Suruc: Iraqi peshmerga fighters began entering the Syrian border town of Kobani where they were expected to join the battle against Islamist militants besieging the town, activists have said.
The Britain-based Syrian Observatory for Human Rights and Kobani-based activist Mustafa Bali last night said 10 vehicles carrying Iraqi peshmerga fighters and their weapons have entered the town. They said the Iraqi Kurdish force entered from an area west of the town near the strategic Tel Shair hill.
The Observatory and Bali said it was not immediately clear how many peshmerga fighters of the force of 150 have entered Kobani.
It was not clear why the force did not enter from the main border crossing point between Kobani and Turkey although it is likely because the area is subjected to attacks by the Islamic State group fighters.
Earlier last night, journalists in the Turkish border town of Suruc saw the peshmerga force leaving the area where they had stayed for days and headed toward Kobani.

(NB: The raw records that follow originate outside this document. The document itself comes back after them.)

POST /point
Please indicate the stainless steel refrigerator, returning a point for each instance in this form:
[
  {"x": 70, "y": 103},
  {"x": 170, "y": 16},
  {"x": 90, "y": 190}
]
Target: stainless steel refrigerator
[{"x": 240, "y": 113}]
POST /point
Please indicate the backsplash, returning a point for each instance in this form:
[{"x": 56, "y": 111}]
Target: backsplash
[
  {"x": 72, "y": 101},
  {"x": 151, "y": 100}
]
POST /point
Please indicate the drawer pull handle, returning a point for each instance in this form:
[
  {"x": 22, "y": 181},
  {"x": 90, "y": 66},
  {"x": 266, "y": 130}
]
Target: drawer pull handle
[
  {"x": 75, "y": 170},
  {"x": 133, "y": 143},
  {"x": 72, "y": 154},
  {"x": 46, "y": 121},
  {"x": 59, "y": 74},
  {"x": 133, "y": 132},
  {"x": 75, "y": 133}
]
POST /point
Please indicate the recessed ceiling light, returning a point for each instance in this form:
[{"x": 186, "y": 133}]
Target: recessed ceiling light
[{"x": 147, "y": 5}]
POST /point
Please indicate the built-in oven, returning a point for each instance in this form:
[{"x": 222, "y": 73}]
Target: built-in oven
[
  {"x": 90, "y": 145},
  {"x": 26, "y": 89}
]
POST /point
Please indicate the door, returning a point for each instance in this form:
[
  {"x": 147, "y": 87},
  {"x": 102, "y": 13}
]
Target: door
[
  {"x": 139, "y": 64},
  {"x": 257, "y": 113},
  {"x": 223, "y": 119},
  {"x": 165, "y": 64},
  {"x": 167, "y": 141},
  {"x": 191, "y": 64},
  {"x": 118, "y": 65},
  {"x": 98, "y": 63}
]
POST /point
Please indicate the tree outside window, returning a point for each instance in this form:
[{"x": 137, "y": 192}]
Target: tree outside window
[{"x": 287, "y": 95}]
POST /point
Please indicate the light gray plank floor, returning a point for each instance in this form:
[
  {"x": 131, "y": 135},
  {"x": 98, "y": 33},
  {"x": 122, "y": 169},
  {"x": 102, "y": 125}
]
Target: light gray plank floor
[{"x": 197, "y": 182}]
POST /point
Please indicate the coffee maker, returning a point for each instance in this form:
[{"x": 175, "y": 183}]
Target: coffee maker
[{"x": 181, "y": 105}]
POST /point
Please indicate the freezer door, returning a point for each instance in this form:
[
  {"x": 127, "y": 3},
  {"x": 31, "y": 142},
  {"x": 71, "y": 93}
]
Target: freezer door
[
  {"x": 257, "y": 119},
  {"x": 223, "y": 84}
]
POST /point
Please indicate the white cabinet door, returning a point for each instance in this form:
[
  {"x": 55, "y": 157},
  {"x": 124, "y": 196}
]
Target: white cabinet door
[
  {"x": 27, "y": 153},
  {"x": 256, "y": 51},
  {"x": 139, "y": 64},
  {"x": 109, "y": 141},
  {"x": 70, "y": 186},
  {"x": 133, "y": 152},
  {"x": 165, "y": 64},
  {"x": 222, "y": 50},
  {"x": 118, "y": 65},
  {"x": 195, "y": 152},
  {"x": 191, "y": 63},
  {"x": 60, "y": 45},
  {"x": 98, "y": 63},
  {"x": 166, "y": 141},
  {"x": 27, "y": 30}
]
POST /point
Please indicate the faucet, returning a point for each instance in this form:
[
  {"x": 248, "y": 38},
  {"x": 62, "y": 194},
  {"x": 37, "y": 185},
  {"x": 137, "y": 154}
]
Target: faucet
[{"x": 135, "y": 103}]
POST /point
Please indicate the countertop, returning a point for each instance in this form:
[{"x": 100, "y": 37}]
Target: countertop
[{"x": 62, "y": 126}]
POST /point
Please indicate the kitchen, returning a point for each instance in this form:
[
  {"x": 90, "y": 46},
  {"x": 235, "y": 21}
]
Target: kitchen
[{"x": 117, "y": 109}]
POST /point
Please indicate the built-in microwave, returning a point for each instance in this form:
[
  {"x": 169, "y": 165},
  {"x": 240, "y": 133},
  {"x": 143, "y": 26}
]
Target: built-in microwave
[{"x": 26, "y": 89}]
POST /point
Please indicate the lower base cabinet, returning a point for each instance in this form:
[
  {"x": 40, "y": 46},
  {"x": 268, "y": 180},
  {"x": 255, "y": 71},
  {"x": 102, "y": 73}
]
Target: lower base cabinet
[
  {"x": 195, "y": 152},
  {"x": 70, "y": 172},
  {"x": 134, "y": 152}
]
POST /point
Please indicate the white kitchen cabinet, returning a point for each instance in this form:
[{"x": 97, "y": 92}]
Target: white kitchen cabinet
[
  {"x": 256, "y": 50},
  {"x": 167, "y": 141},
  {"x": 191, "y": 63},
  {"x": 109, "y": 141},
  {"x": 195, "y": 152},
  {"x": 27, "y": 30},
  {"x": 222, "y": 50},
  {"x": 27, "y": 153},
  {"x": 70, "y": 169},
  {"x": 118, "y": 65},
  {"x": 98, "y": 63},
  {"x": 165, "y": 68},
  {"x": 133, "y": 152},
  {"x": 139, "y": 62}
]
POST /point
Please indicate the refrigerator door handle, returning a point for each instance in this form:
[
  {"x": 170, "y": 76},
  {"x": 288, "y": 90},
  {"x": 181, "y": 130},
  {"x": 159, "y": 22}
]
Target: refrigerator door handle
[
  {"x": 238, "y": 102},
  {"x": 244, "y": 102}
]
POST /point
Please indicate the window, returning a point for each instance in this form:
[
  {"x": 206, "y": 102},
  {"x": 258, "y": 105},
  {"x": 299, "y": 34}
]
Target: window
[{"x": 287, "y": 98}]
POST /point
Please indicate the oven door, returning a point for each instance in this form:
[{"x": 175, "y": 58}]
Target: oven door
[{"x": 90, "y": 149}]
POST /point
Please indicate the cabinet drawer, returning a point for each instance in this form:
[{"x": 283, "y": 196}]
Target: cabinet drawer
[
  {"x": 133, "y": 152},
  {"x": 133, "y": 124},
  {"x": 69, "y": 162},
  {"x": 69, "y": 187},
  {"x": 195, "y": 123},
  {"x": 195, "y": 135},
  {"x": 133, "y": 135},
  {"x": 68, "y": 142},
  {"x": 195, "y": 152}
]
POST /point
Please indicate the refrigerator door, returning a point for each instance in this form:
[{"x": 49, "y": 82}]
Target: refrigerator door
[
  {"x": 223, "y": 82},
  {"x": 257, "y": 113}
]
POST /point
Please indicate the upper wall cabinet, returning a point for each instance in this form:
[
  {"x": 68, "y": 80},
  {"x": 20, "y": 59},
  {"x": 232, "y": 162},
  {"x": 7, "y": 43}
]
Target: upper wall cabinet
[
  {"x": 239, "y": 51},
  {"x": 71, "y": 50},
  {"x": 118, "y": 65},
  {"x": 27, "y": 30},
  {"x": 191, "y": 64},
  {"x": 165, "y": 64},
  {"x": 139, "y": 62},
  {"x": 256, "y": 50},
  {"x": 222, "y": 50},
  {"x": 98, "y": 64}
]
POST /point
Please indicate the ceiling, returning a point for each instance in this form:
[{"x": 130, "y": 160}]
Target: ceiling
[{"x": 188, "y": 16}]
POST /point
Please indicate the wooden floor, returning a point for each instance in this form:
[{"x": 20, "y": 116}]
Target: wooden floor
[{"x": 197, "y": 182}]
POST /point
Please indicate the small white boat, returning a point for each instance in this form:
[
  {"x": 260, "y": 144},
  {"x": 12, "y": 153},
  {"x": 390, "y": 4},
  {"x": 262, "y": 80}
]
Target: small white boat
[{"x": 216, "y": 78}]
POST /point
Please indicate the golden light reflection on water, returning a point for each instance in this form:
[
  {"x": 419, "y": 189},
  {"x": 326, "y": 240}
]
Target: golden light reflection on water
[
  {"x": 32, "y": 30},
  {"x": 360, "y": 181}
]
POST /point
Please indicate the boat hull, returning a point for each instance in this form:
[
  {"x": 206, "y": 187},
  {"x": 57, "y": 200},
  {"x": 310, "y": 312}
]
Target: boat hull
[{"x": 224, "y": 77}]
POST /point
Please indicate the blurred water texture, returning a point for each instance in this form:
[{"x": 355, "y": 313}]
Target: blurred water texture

The fighters left in a convoy last night while waving Kurdish flags and giving the victory sign. As soon as the news spread in Suruc, fireworks were let off.
The peshmerga fighters came out cheering "Kobani, Kobani," while honking the horns of their vehicles and waving their rifles in the air. A line of Turkish riot policemen stood in front to prevent photographers from taking pictures of the fighters as they left.
Earlier in the day a Kurdish official blamed Ankara for the delay of the peshmerga force deployment for days.
The official with Syria's powerful Kurdish Democratic Union Party, or PYD, claimed Turkish leaders had been hoping that militants from the Islamic State group would capture the town before the Iraqi fighters entered.
"There have been so many delays and the peshmerga are not to blame. The Turks are behind the delays," he said, speaking on condition of anonymity because of the sensitivity of the matter. He added that attacks by IS on Kobani have increased meanwhile.
His comments illustrated the deep distrust between Syria's Kurds and Turkey. Relations between Turkey and Syria's Kurds have long been strained, in large part because Ankara believes the PYD is affiliated with the Kurdish PKK movement that has waged a long and bloody insurgency in southeast Turkey.
On October 22, lawmakers in Iraq's largely autonomous Kurdish region authorized peshmerga forces to travel to neighboring Syria and help fellow Kurds. The peshmerga fighters arrived in Turkey on Tuesday and have been staying in a facility in Suruc.